Ground floor ... I feel normal, content, just quietly getting on with ordinary, everyday life, loving my family and friends. This is as it should be. And maybe there's nothing wrong with me after all. Live.
Going up, top floor. Oh look! There's a shiny thing! I want to sing! Let's go buy stuff! Let's have a big party and invite the world! What could possibly go wrong! Woooooo hoooooooo! Play.
Going up (a different day) top floor. What do you mean you don't agree with me! I'm right! Why don't you think like me? Keep up! How can you be so illogical? I'll f-ing shred you if you don't do what I want! Rage.

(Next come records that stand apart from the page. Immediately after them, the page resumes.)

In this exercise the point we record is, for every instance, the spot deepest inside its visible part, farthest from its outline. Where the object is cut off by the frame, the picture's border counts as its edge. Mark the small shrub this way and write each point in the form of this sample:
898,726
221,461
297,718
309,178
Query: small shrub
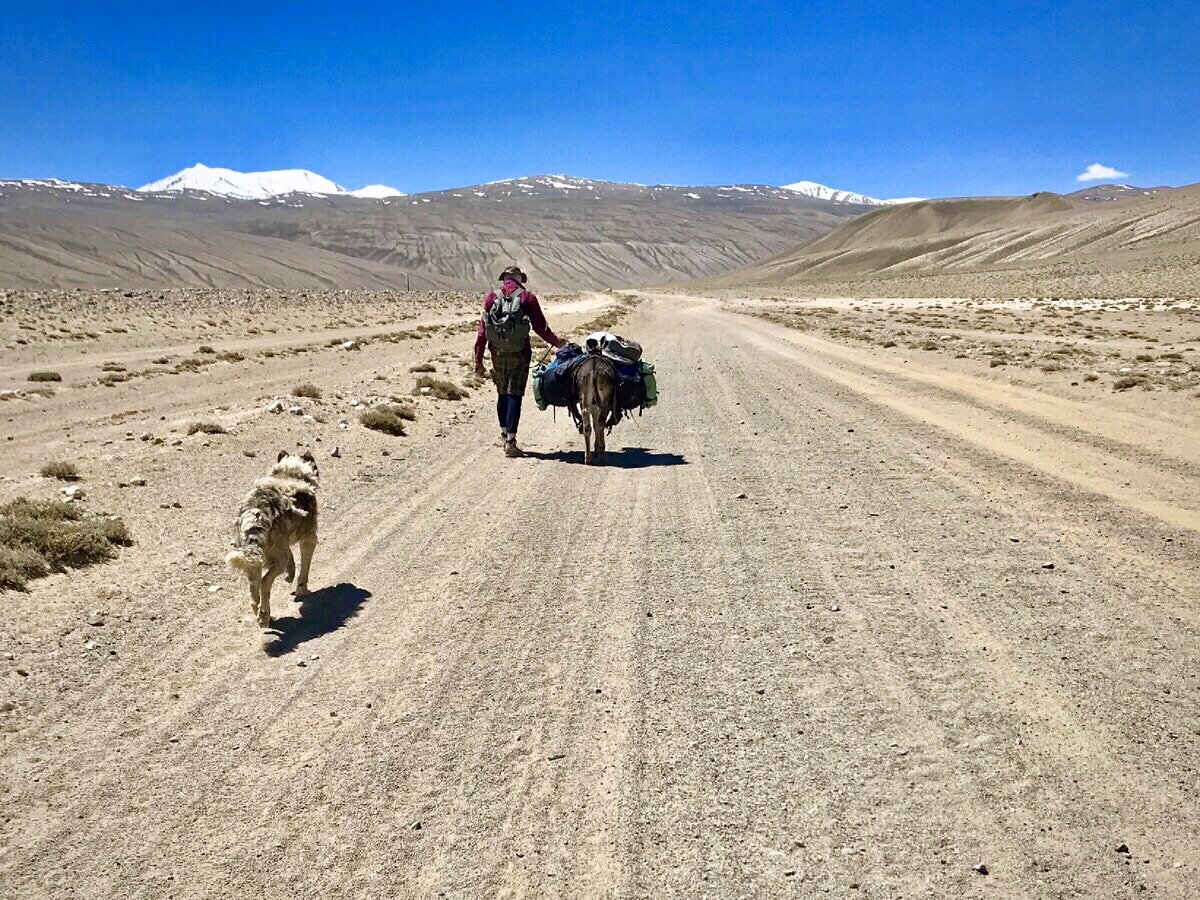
441,388
61,471
205,427
39,537
306,390
383,418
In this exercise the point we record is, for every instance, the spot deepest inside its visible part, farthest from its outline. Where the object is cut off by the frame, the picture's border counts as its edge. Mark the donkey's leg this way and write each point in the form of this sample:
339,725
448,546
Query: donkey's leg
587,436
306,549
600,431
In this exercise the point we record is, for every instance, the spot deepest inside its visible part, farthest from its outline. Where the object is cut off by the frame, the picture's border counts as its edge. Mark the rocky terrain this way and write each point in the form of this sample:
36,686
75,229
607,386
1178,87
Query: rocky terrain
567,233
883,599
1098,244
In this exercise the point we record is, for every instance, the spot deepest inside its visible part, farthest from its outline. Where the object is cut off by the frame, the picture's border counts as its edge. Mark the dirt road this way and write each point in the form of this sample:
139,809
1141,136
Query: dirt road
825,627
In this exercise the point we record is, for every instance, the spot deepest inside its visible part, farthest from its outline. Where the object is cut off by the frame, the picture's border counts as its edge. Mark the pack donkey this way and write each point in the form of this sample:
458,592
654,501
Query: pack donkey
595,393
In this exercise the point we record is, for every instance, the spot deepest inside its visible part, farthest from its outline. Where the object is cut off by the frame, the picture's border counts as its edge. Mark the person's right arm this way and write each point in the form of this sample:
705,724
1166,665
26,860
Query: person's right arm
481,335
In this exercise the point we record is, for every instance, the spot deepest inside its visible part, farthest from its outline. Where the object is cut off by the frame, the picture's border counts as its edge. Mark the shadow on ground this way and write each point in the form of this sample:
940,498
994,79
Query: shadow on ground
630,457
321,612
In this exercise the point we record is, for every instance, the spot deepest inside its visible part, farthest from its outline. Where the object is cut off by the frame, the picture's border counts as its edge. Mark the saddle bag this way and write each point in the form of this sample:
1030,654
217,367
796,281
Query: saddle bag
553,385
630,388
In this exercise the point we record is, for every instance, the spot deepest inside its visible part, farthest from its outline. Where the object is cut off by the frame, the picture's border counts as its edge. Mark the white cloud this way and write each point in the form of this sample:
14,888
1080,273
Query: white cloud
1096,172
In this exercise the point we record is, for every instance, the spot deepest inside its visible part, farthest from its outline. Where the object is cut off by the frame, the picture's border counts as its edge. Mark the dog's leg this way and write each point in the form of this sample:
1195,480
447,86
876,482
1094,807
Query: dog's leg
264,598
306,549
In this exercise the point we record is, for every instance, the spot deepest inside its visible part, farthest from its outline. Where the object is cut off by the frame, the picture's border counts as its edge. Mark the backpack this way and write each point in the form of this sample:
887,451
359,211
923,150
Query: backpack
507,324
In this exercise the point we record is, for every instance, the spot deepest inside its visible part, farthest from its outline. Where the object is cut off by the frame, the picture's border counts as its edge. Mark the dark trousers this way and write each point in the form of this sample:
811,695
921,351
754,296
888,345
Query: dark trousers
508,412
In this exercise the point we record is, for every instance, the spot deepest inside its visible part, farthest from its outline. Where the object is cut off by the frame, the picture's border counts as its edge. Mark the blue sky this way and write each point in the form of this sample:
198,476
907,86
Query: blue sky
930,99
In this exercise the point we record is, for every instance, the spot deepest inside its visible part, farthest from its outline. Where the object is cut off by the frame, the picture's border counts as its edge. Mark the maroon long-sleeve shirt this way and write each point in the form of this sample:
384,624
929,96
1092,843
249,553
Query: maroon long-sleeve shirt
533,310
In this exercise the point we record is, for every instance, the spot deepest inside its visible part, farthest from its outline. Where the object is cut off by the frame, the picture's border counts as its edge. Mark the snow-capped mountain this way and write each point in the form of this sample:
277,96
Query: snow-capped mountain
822,192
244,185
258,185
377,192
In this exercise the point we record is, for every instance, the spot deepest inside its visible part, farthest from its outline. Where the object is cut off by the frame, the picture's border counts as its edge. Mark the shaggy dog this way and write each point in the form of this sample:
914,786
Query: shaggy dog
281,510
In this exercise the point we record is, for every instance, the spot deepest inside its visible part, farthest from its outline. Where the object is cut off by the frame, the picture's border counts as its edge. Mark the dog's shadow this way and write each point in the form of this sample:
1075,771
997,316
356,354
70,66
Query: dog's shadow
321,612
630,457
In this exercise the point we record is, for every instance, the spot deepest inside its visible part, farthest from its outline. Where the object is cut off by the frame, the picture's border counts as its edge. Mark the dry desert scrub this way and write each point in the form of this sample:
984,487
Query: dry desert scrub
307,389
387,418
439,388
61,471
205,427
40,537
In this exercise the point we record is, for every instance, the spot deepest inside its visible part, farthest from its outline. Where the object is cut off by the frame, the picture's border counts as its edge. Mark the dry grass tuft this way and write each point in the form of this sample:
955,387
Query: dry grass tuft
387,418
61,471
1123,384
306,390
441,388
40,537
205,427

Going down, lower ground floor. Flat, listless, can't be bothered. Can still function but it's a drag. Cope
Going down, basement. I'm never getting out of bed again. I'm useless, worthless. Total idiot, how could I ever imagine I could do anything, nothing ever goes right because I'm wrong. I'm a burden to everyone. Hide.
Welcome to my bipolar world. It's always been my world, but it's only recently I've seen it for what it is. About 15 years ago I was diagnosed with clinical depression during one of my 'basement' times. I had a lot of lower ground floor times too, on and off, and I kept out of the basement (so I thought) with alcohol. Until that took me into the blackest ever basement with only one obvious way out. Having survived doing something very dangerous I realised I had to stop drinking or I really would die.
I never took much notice of the playful times or the anger, that was just me, I was fun sometimes, and sometimes I was a devastating bitch. Ha! Deal with it people!
Well, yes, but in time the elevator started going up and down too quickly and, as I became more aware and more knowledgeable about mental health I realised this wasn't good. Doctor. Diagnosis. Bipolar 2. Lithium.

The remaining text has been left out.